- It must be on each post in which you review/endorse a product - a general disclaimer page will not satisfy the policy
- It must be visible - it can be part of your footer as long as it easily seen by the reader (if they have to scroll past ads, other posts or widgets/gadgets/plugins then that does not satisfy the guidelines).
- It must be legible - you can add it to your "fine print" but do not make it so small it is hard to read.
On Monday, I ran across a blog post at Geeky Bloggers Book Blog about updated FTC guidelines. FTC issued new guidelines in March of this year. The blog post above is good as are the comments that follow. From the post, it seems that the updated guidelines did not make major changes, but instead provided more clarity on some points that may have been lacking in the last update. In particular, the explanation on endorsements in tweets and Facebook posts. I mentioned it briefly in my December post, but at that time there was not a consensus on what to do. The new guidelines seem to clarify this point.
I'm going to highlight a few of the changes that directly effect book bloggers as highlighted in the overview.
- Placement: When possible incorporate the disclosure within the text of the post instead of as a separate disclaimer. It should also be placed close to the relevant claim. Particularly in regards to affiliate links. No longer is a statement at the end of your post sufficient. If an affiliate link is embedded in your text then you must disclose that fact beside the link.
- Repeated: When it is not possible to include the disclosure within the text, then you must display it clearly without the need to scroll to view it. Most bloggers have included the disclaimer in their footers or at the end of the post. This is no longer sufficient. While you may not need to open every post with the disclaimer it needs to be "above the fold" or the point where a reader must scroll. If the post is very long then you may need to include the disclaimer multiple times. This is particularly important for bloggers who show a snippet of their post on the homepage and then a reader must click "read more" and go to another page.
- Space limiting medium: In my previous post, I mentioned using #ad, #sponsored, or #promo.

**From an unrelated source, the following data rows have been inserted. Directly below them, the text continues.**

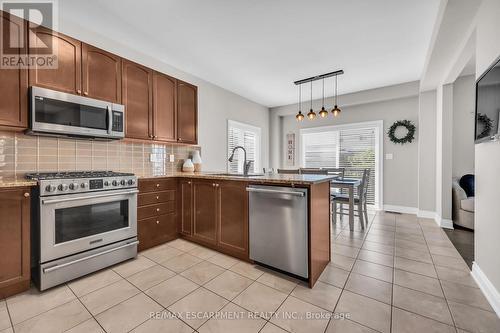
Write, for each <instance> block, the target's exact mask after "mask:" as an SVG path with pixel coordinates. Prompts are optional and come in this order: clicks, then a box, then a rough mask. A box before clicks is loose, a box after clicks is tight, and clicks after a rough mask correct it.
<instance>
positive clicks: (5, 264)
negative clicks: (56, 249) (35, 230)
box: [0, 188, 31, 299]
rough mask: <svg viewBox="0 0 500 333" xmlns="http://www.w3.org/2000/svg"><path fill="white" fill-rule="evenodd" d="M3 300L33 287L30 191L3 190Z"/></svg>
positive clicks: (1, 220)
mask: <svg viewBox="0 0 500 333" xmlns="http://www.w3.org/2000/svg"><path fill="white" fill-rule="evenodd" d="M0 212H2V218H0V253H1V255H0V299H1V298H5V297H8V296H10V295H13V294H16V293H19V292H21V291H24V290H28V289H29V287H30V278H31V276H30V188H7V189H4V188H2V189H0Z"/></svg>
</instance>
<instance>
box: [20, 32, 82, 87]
mask: <svg viewBox="0 0 500 333" xmlns="http://www.w3.org/2000/svg"><path fill="white" fill-rule="evenodd" d="M30 31H31V32H32V33H30V34H29V38H28V43H29V47H30V48H42V47H43V45H52V50H53V52H54V53H55V56H56V57H57V68H45V69H43V68H40V67H39V66H37V65H36V63H35V65H33V66H32V67H30V70H29V85H30V86H39V87H43V88H49V89H54V90H58V91H63V92H68V93H71V94H77V95H79V94H81V92H82V79H81V78H82V65H81V60H82V49H81V44H82V43H81V42H80V41H78V40H76V39H73V38H71V37H68V36H65V35H63V34H60V33H58V32H55V31H52V30H50V29H47V28H45V27H36V28H33V29H30Z"/></svg>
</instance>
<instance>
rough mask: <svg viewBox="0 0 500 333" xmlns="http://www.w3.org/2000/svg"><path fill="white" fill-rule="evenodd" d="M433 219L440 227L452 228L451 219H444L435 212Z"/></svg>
mask: <svg viewBox="0 0 500 333" xmlns="http://www.w3.org/2000/svg"><path fill="white" fill-rule="evenodd" d="M434 220H435V221H436V223H437V225H438V226H440V227H441V228H445V229H454V228H453V220H450V219H444V218H442V217H441V216H438V215H437V214H436V218H435V219H434Z"/></svg>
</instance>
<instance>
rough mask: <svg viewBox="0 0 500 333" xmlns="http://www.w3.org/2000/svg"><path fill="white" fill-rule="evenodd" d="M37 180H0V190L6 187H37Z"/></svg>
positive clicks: (29, 179)
mask: <svg viewBox="0 0 500 333" xmlns="http://www.w3.org/2000/svg"><path fill="white" fill-rule="evenodd" d="M36 185H37V182H36V180H30V179H25V178H3V179H0V188H6V187H26V186H36Z"/></svg>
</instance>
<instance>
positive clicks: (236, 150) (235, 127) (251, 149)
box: [227, 120, 260, 173]
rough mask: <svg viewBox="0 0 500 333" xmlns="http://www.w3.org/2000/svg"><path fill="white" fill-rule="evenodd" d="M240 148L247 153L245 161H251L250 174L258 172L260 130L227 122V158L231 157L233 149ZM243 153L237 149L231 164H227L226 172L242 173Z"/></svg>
mask: <svg viewBox="0 0 500 333" xmlns="http://www.w3.org/2000/svg"><path fill="white" fill-rule="evenodd" d="M237 146H242V147H244V148H245V150H246V151H247V161H252V162H253V163H252V164H251V166H250V170H249V171H250V172H255V173H256V172H259V171H260V128H259V127H255V126H251V125H248V124H243V123H240V122H236V121H232V120H228V122H227V157H228V158H229V156H231V153H232V151H233V149H234V147H237ZM243 161H244V153H243V150H241V149H238V150H236V152H235V153H234V158H233V161H232V162H229V161H228V163H227V170H228V172H233V173H242V172H243Z"/></svg>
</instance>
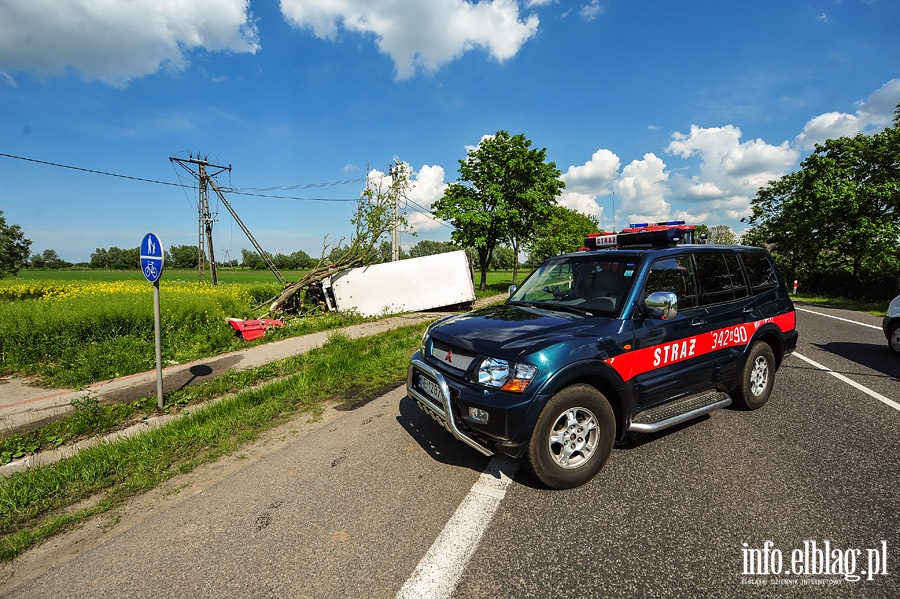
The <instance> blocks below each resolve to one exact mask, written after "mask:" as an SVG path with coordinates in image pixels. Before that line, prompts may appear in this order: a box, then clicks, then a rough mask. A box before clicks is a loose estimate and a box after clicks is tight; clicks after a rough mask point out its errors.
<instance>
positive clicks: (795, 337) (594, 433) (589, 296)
mask: <svg viewBox="0 0 900 599" xmlns="http://www.w3.org/2000/svg"><path fill="white" fill-rule="evenodd" d="M664 245H666V246H667V247H654V246H643V247H634V248H622V247H620V248H618V249H612V250H595V251H582V252H578V253H573V254H566V255H562V256H557V257H555V258H550V259H548V260H546V261H545V262H544V263H543V264H541V265H540V266H539V267H538V268H537V269H536V270H535V271H534V272H533V273H532V274H531V275H530V276H529V277H528V278H527V279H526V280H525V281H524V282H523V283H522V286H521V287H520V288H518V289H511V291H513V293H512V294H511V296H510V298H509V299H508V300H507V301H506V302H505V303H504V304H502V305H499V306H494V307H490V308H485V309H481V310H475V311H473V312H468V313H465V314H459V315H454V316H449V317H447V318H444V319H441V320H438V321H437V322H435V323H434V324H432V325H431V326H430V327H429V328H428V330H427V332H426V333H425V335H424V337H423V339H422V344H421V347H420V349H419V351H418V352H416V353H415V354H414V355H413V357H412V360H411V363H410V366H409V373H408V378H407V392H408V394H409V396H410V397H411V398H412V399H413V400H415V401H416V403H417V404H418V405H419V407H420V408H422V409H423V410H424V411H425V412H427V413H428V414H430V415H431V416H432V417H434V418H435V419H436V420H438V421H439V422H441V423H442V424H443V425H444V426H445V427H446V428H447V429H448V430H449V431H450V432H451V433H452V434H453V436H454V437H456V438H457V439H459V440H460V441H462V442H463V443H466V444H467V445H469V446H471V447H472V448H474V449H476V450H478V451H480V452H481V453H483V454H485V455H492V454H494V453H495V452H502V453H504V454H507V455H510V456H512V457H514V458H520V459H523V461H524V462H525V464H526V465H527V466H528V468H529V470H530V471H531V472H532V473H533V474H534V475H535V477H536V478H537V479H538V480H540V481H541V482H543V483H544V484H545V485H547V486H548V487H551V488H559V489H562V488H569V487H574V486H578V485H581V484H583V483H585V482H587V481H588V480H590V479H591V478H593V477H594V476H595V475H596V474H597V472H599V471H600V469H601V468H602V467H603V465H604V463H605V462H606V460H607V458H608V457H609V454H610V452H611V450H612V447H613V445H614V443H616V442H617V441H621V440H623V438H624V437H625V435H626V433H628V432H630V431H631V432H642V433H646V432H654V431H658V430H662V429H664V428H666V427H670V426H674V425H676V424H679V423H682V422H685V421H688V420H691V419H694V418H697V417H698V416H701V415H703V414H707V413H709V412H712V411H713V410H715V409H718V408H721V407H724V406H727V405H729V404H732V403H734V404H735V405H737V406H739V407H741V408H744V409H748V410H753V409H756V408H759V407H761V406H762V405H763V404H765V403H766V401H767V400H768V398H769V394H770V393H771V391H772V385H773V382H774V376H775V372H776V370H777V369H778V367H779V366H780V364H781V361H782V360H783V359H784V357H785V356H786V355H788V354H789V353H791V352H792V351H794V348H795V347H796V344H797V331H796V328H795V316H794V306H793V304H792V302H791V300H790V297H789V296H788V293H787V289H786V287H785V284H784V281H783V279H782V278H781V276H780V275H779V273H778V271H777V269H776V268H775V265H774V263H773V262H772V259H771V257H770V256H769V254H768V252H766V251H765V250H764V249H762V248H755V247H747V246H711V245H674V246H670V244H668V243H666V244H664Z"/></svg>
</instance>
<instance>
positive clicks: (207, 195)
mask: <svg viewBox="0 0 900 599" xmlns="http://www.w3.org/2000/svg"><path fill="white" fill-rule="evenodd" d="M169 160H171V161H172V162H176V163H178V165H179V166H181V167H182V168H184V169H185V170H186V171H188V172H189V173H191V174H192V175H194V176H195V177H196V178H197V182H198V184H199V185H198V189H199V201H198V202H197V212H198V216H199V218H198V220H197V229H198V230H197V237H198V241H197V245H198V247H199V252H198V253H199V255H198V256H197V276H198V278H199V279H200V281H203V262H204V251H203V250H204V246H205V247H206V250H207V253H208V254H209V255H208V262H209V274H210V281H211V282H212V284H213V285H218V284H219V273H218V271H217V269H216V254H215V249H214V247H213V235H212V231H213V223H214V222H215V220H216V219H215V218H213V216H212V214H210V212H209V184H210V182H211V181H212V177H215V176H216V175H218V174H219V173H221V172H224V171H230V170H231V165H230V164H229V165H228V166H222V165H220V164H212V163H210V162H209V161H208V160H206V159H201V158H200V157H199V156H197V157H196V158H194V157H193V156H192V155H190V154H188V160H185V159H183V158H172V157H170V158H169ZM188 164H195V165H197V172H196V173H195V172H194V171H193V169H191V168H190V167H188V166H186V165H188ZM207 167H209V168H213V169H219V170H218V171H216V172H215V173H213V174H212V175H210V174H209V173H207V172H206V169H207ZM213 185H214V186H215V183H213Z"/></svg>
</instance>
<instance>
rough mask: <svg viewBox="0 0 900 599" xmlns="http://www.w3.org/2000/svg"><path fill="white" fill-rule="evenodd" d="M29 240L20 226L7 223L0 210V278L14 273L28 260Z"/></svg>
mask: <svg viewBox="0 0 900 599" xmlns="http://www.w3.org/2000/svg"><path fill="white" fill-rule="evenodd" d="M30 248H31V240H30V239H25V234H24V233H23V232H22V227H20V226H19V225H7V224H6V218H4V216H3V211H2V210H0V279H2V278H3V277H5V276H7V275H15V274H16V273H17V272H19V269H20V268H22V267H23V266H25V264H26V262H27V261H28V256H29V249H30Z"/></svg>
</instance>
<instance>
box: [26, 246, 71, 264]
mask: <svg viewBox="0 0 900 599" xmlns="http://www.w3.org/2000/svg"><path fill="white" fill-rule="evenodd" d="M30 266H31V267H32V268H65V267H67V266H71V265H70V264H69V263H68V262H66V261H65V260H63V259H62V258H60V257H59V254H58V253H57V252H56V250H44V251H43V252H41V253H40V254H34V255H32V256H31V264H30Z"/></svg>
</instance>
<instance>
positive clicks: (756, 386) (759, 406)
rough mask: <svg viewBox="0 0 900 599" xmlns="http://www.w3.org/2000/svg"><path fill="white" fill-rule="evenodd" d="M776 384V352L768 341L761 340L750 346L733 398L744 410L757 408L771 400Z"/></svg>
mask: <svg viewBox="0 0 900 599" xmlns="http://www.w3.org/2000/svg"><path fill="white" fill-rule="evenodd" d="M774 384H775V354H774V353H772V348H771V347H769V345H768V344H767V343H763V342H762V341H760V342H759V343H756V344H754V345H753V347H751V348H750V353H749V354H748V355H747V362H746V364H744V370H743V372H741V381H740V383H739V384H738V387H737V389H735V391H734V393H732V395H731V398H732V399H733V400H734V404H735V405H736V406H737V407H739V408H742V409H744V410H756V409H759V408H761V407H763V406H764V405H765V404H766V402H767V401H769V395H771V393H772V386H773V385H774Z"/></svg>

The new guideline includes an interesting statement in regards to how to handle endorsements in tweets and other limited media: "under some circumstances, be acceptable to make the disclosure clearly and conspicuously on the page to which the ad links." The document goes on to list proper ways of using such a link.
With all that being said, I do have questions:
- What about books I originally received free (such as from Netgalley) to write my review, but later purchased? When I make claims do I include a disclosure or not?
- What about when a friend on Twitter or Facebook asks about a recommendation? Like today, my friend (who I know in real life) on Facebook asked for audio book recommendations. I wanted to recommend the book I'm currently listening to, but then I thought about how I would to phrase it: "I'm really enjoying Is It Tomorrow - I received a free copy in order to provide an honest review" or perhaps it would be sufficient to say, "I'm reviewing Is It Tomorrow and really enjoying" Would it be enough? Does reviewing = received a free product? Is it "common knowledge" that 90% of the books I review are received free from publisher or author.